JP2010058609A - Vehicular power supply device - Google Patents

Abstract

<P>PROBLEM TO BE SOLVED: To provide a vehicular power supply device which is free from resistance loss in the connection between cells of an electric double layer capacitor and energy loss for suppressing voltage dispersion in a plurality of cells, and in which functional failure due to the drop of the power supply voltage does not occur even when rush current of a motor or the like is generated. <P>SOLUTION: The vehicular power supply device comprises one electric double-layer capacitor C connected parallel to a battery B, a voltage detection means 10 for detecting the voltages applied from the battery B to loads 3, 19, a means 9 for determining whether or not the detected voltage is higher than the first voltage equal to or higher than the voltage to be output by the battery B at SOC (State Of Charge) 0%, a voltage dropping means 8 for dropping the voltage and applying it to the electric double-layer capacitor C when it is determined that the detected voltage is higher than the first voltage, a means 9 for determining whether or not the voltage detected by the voltage detection means 10 is lower than the second voltage lower than the first voltage, and a boosting means 8 which boosts the output voltage of the electric double-layer capacitor C and applies it to the loads 3, 19 when it is determined that the detected voltage is lower than the second voltage. <P>COPYRIGHT: (C)2010,JPO&INPIT

Description

  The present invention relates to a vehicle power supply device that includes a battery that is charged with power generated by a generator in conjunction with an engine, and that supplies power discharged from the battery and power generated by the generator to a load.

In the vehicle power supply device, the power generated by the generator linked to the engine is supplied to each load mounted on the vehicle, and the battery is charged. When the power generated by the generator is insufficient, the engine is stopped.

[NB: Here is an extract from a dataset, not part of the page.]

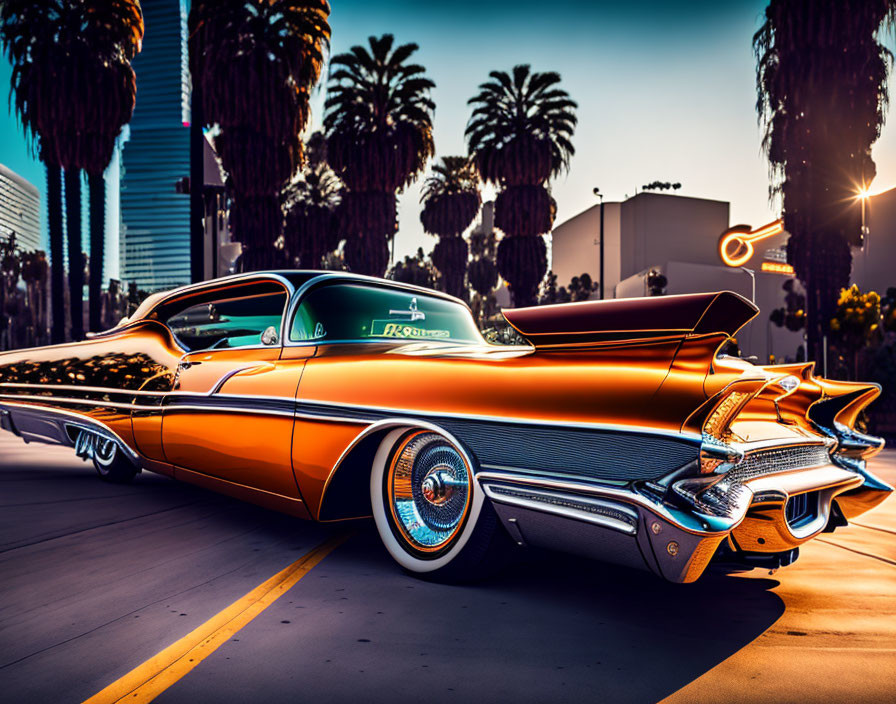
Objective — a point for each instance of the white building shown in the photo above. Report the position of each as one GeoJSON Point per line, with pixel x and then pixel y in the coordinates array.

In this case, power is supplied from the battery to each load.
Recently, electric double layer capacitors that have a very large capacitance of several tens of farads or more and are excellent in charge / discharge cycle characteristics (lifetime) and rapid charge / discharge have become widespread. It has been proposed for use.

In Patent Document 1, the power from the ACC power source connected to the ACC (accessory) power source and the ACC power source connected to the ACC power source and supplied to the car navigation system has become a predetermined value or less. In particular, a voltage-dependent vehicle-mounted device including a capacitor bank that supplies power to a car navigation system is disclosed. In response to a momentary power failure of the ACC power supply accompanying the restart of the engine, power is instantaneously supplied from the capacitor bank to the car navigation system, so that the car navigation system is not affected by the momentary power failure.
JP 2005-199739 A

In the electric double layer capacitor, the charge / discharge voltage is not constant, and changes linearly in the range of about 0 to 2.5V. For this reason, when used for a vehicle power source, a plurality of electric double layer capacitor cells are connected in series, including the case of the above-described voltage-dependent in-vehicle device.
However, when a plurality of electric double layer capacitor cells are connected in series, there is a problem that resistance loss occurs between the cells. In addition, in order to suppress voltage variation between cells, it is necessary to connect resistors in parallel to the respective cells. Since current always flows through these resistors, there is a problem that energy loss occurs.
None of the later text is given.